Should I become more consistent?
I started with a a fairly clear plan of what I wanted to be on, how, and why two years ago, setting everything up at the same time helped in that, and it was a great thing to do. I love Twitter (for personal and professional). FB I really struggle to find the time for much compared to a year ago, LinkedIn I'm barely there, it's all reactive. I've tried setting up blogs or contributing to over the last couple of years, and that's been wildly erratic and never lasted more than a couple of weeks.
Ze Internet Search Engine results
Well there's a famous international food writer with the same name as me but I knew that (I've been looking at Google, Yahoo, Bing by the way). So she outdoes me a bit but that's fine, there's still a lot of me there under my actual name. All my other identities my name is discernible from I think looking at these results. So they link in a bit more than I'd anticipated they would.
To Do List
And this is going to be Kept Very Small because I frankly don't have time to add lots more To Do lists and it would totally take the fun out of this if it all became part of the on-going juggle. It's going to be 5min chunks around the edges of main activity. But then you can actually do a fair bit in 5mins if you know what you're trying to accomplish with it!

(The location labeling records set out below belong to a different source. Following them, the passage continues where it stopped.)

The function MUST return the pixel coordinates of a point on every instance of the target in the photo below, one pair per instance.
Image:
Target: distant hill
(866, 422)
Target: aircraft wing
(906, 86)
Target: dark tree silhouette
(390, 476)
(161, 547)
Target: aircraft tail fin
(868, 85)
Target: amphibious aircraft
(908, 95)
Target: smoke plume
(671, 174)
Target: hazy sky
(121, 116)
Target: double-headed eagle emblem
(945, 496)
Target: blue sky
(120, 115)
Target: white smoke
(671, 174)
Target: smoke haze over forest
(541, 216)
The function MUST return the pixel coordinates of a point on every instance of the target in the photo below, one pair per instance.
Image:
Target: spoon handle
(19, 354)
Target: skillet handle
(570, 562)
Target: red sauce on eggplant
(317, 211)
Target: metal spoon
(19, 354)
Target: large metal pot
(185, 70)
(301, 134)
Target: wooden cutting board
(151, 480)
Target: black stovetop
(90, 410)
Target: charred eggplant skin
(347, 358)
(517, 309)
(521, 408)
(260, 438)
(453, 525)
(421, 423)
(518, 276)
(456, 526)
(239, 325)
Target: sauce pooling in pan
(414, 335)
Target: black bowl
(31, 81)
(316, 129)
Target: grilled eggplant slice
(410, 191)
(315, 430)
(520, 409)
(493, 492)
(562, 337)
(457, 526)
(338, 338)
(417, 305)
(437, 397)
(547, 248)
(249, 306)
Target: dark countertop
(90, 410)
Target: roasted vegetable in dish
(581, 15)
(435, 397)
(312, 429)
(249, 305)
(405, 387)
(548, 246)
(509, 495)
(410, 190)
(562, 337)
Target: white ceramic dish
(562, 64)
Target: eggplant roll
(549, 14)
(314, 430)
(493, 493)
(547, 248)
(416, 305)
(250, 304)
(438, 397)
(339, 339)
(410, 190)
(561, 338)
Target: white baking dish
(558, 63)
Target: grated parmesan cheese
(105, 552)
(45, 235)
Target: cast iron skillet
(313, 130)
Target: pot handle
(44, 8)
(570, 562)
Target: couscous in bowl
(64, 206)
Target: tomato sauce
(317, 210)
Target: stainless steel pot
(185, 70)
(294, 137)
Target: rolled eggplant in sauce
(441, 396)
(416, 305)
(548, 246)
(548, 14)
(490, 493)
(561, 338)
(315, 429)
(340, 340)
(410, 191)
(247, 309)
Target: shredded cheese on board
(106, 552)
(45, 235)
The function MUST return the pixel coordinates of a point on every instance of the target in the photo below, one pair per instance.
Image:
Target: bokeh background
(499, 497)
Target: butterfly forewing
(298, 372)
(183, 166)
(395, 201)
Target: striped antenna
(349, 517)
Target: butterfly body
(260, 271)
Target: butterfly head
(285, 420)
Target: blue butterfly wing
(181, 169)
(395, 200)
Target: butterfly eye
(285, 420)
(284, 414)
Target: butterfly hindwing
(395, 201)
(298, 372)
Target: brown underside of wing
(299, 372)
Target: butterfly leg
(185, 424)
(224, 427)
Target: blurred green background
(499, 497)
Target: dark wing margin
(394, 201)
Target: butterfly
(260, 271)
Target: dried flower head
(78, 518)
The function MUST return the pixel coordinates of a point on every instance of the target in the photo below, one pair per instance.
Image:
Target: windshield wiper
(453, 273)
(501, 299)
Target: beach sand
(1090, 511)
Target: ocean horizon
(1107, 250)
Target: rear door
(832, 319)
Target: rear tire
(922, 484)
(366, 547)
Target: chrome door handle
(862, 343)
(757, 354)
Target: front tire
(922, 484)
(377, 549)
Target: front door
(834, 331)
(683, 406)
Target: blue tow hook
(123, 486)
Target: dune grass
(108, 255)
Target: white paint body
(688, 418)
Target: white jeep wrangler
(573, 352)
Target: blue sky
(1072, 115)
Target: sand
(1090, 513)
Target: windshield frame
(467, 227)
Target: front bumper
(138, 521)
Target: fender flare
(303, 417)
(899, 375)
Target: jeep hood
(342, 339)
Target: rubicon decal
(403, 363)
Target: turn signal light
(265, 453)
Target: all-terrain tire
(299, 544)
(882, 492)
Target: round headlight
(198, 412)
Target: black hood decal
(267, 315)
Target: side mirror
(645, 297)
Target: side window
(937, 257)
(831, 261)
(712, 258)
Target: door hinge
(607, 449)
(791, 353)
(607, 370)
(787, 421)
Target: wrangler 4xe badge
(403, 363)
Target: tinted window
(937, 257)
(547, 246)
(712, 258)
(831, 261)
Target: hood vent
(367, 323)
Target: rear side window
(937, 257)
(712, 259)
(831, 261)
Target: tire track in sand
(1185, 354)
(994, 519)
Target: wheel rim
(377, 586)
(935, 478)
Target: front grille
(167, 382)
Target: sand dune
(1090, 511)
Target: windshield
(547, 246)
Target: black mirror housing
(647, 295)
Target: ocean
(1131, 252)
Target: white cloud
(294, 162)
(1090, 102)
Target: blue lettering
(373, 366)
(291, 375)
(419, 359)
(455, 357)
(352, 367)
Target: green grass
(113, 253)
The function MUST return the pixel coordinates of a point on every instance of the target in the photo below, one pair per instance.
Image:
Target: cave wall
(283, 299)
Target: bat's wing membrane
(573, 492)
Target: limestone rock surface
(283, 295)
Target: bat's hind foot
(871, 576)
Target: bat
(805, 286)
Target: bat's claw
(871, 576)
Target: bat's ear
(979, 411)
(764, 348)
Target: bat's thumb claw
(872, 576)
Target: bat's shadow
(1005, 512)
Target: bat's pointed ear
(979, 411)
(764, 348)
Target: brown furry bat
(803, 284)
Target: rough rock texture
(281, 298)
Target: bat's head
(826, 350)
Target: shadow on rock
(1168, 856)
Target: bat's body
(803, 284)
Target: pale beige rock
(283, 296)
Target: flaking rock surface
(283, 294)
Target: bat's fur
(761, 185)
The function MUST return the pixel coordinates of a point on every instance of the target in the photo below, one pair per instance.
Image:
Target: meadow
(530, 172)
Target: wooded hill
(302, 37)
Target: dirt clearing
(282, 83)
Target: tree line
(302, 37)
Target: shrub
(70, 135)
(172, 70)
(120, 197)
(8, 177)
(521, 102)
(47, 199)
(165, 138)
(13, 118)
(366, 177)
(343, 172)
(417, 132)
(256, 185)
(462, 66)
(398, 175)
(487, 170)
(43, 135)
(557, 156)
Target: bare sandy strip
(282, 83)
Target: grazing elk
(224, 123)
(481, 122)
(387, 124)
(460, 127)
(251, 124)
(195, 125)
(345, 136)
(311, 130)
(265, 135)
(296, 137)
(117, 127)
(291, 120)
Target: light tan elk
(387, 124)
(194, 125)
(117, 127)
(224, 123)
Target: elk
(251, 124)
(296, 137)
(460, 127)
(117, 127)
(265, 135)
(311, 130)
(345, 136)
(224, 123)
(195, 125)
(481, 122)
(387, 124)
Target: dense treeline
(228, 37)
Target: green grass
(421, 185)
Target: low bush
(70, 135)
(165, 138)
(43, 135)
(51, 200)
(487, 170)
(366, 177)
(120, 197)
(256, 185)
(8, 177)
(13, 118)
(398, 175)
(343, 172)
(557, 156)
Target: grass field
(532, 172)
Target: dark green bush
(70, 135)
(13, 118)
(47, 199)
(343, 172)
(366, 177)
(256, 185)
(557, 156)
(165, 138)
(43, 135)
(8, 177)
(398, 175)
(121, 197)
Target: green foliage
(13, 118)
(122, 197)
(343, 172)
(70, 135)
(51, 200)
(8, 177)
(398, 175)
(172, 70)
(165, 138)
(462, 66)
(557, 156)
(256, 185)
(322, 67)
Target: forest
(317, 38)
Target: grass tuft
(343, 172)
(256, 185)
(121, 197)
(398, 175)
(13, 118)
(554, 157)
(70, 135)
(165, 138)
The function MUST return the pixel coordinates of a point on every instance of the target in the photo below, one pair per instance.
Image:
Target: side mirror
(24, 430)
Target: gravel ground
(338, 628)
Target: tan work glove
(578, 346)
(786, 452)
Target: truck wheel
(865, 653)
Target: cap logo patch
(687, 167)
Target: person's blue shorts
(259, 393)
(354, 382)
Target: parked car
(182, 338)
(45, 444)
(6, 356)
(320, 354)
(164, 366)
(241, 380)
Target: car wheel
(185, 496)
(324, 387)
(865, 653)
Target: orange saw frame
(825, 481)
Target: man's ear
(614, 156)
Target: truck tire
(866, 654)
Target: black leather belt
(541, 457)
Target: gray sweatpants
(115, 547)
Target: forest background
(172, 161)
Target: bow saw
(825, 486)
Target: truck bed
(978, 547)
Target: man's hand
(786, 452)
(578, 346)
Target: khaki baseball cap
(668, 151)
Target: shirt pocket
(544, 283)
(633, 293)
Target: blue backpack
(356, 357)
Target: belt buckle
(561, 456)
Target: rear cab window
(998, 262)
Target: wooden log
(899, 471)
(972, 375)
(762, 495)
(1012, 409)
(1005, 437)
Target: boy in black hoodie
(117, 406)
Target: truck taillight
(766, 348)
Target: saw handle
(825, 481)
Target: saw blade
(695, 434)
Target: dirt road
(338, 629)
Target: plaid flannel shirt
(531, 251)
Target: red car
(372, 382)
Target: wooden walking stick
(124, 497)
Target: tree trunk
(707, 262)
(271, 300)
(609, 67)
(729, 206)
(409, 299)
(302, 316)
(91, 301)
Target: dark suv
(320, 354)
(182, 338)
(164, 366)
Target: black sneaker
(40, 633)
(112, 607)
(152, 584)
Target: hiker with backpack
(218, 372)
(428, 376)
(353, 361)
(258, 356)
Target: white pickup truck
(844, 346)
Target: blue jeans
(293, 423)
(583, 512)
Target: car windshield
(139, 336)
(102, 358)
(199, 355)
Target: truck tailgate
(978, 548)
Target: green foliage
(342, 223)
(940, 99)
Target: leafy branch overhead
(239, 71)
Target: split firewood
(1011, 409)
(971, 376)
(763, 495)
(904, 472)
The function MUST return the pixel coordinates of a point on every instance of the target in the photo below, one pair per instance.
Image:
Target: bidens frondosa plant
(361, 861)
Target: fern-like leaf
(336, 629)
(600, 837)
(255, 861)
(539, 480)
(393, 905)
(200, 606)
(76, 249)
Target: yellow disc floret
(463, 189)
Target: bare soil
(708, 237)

1. I shall officially sign up for CPD23 and link this blog to it instead of skulking in the shadows (less Claw more Penelope).
2. I will (shock horror) look at all my main online profiles and actually up-date them and put a bit more information in.
3. The blog thing shall be tried again - probably through this as an initial vehicle / schedule.
4. I will judiciously add at least some of my other selves to main places where I have profiles so they're still zoned with different names and avatars and purposes, but linked in better.
5. I will read the blog on BIALL Conf presentation on using LinkedIn better.
6. I'll get back to trying to tweet a few times a week on the professional account.
The name caught my eye (not that I am a fan of presocratics and not really a philosophy person) but then you reeled me in with Penelope Pitstop and the whole wacky races (which I preferred to the straight Penelope). hope you continue with the cpd23. I have only managed thing2 so far at http://thebodyinthelibrary.wordpress.com/
ReplyDeleteI love the Penelope vs Claw analogy - I think I too do this with my online personas, not wanting to mix personal with professional too much.